Question from Jeffrey Brainard, Chronicle of Higher Education: For cellulosic ethanol to be economically competitive, won't crops need to be grown at high yields near ethanol refineries in order to avoid adding prohibitively expensive transportation costs? What is the scale of this challenge?
Robert P. Anex: The economics of cellulosic ethanol (like any commodity) depend heavily on feedstock cost. Yield is very important as are transportation distance and efficient storage. How big of a challenge this is depends on the scale of production. We have some feedstock, like wood waste, that is already concentrated and produced at a central location - so the challenge there is small. If one imagines very large amounts of biofuel made from low-density plant material that is vulnerable to weather, this is a very significant challenge indeed.

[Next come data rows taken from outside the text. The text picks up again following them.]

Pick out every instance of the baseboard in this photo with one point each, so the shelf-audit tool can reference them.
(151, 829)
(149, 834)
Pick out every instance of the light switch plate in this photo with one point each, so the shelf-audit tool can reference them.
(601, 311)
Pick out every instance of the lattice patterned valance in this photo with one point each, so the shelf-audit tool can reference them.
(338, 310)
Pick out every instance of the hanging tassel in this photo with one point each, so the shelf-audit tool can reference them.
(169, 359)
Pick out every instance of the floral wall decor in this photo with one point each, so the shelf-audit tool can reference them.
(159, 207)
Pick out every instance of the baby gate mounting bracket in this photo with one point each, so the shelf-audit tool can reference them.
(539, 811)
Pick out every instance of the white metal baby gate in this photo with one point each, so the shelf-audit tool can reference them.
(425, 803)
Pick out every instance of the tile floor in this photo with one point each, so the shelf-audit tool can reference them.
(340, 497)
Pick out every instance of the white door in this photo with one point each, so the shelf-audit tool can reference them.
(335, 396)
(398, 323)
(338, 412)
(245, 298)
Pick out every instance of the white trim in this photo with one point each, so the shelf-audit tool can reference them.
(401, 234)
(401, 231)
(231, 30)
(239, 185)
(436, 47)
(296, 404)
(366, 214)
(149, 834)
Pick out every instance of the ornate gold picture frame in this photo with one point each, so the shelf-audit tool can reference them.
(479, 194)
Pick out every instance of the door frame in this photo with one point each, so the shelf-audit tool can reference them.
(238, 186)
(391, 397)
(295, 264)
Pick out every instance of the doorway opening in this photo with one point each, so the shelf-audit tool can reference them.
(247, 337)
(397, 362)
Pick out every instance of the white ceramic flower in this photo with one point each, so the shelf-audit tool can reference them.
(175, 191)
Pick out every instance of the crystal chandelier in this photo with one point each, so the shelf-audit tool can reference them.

Question from Jeffrey Brainard, Chronicle of Higher Education: What’s the risk that we might clear forests, or at least halt re-forestation efforts, both in America and abroad, to produce biofuels, and in so doing, reduce the sequestration of atmospheric carbon dioxide as biomass?
Robert P. Anex: The risk is very real. I believe the impact of the world demand for biodiesel and its impact on palm-oil production in Asia and SE Asia are well documented. There have been very large amounts of forest removed to plan palm-kernel plantations. The amount of carbon released in that transition from old forest to plantation is more than the use of biodiesel instead of petroleum diesel will make up in hundreds of years.
We need to be careful about how we make biofuels and where. The very first thing we need to do as we pursue biofuels is reduce our use of fossil energy. The greenest Joule of energy is the one that we never use!
Question from Jeffrey Brainard, Chronicle of Higher Education: To what extent do biofuels have the potential to earn universities big bucks from patenting and licensing inventions? Some experts say that to produce biofuels economically will require a combination of incremental advances in industrial techniques, but there might be no individual economic blockbuster. How do you see this?
Robert P. Anex: I think there is good potential for universities to realize significant income by patenting and licensing technology in this area - even if that is the result of only incremental advances - because this will be a very large industry. If there were to be a blockbuster discovery, I would not like to see the societal benefit of that limited by overly restrictive licensing.
Jeffrey Brainard (Moderator):
That concludes today's discussion. Thank you to Mr. Anex and to everyone who participated. Good day.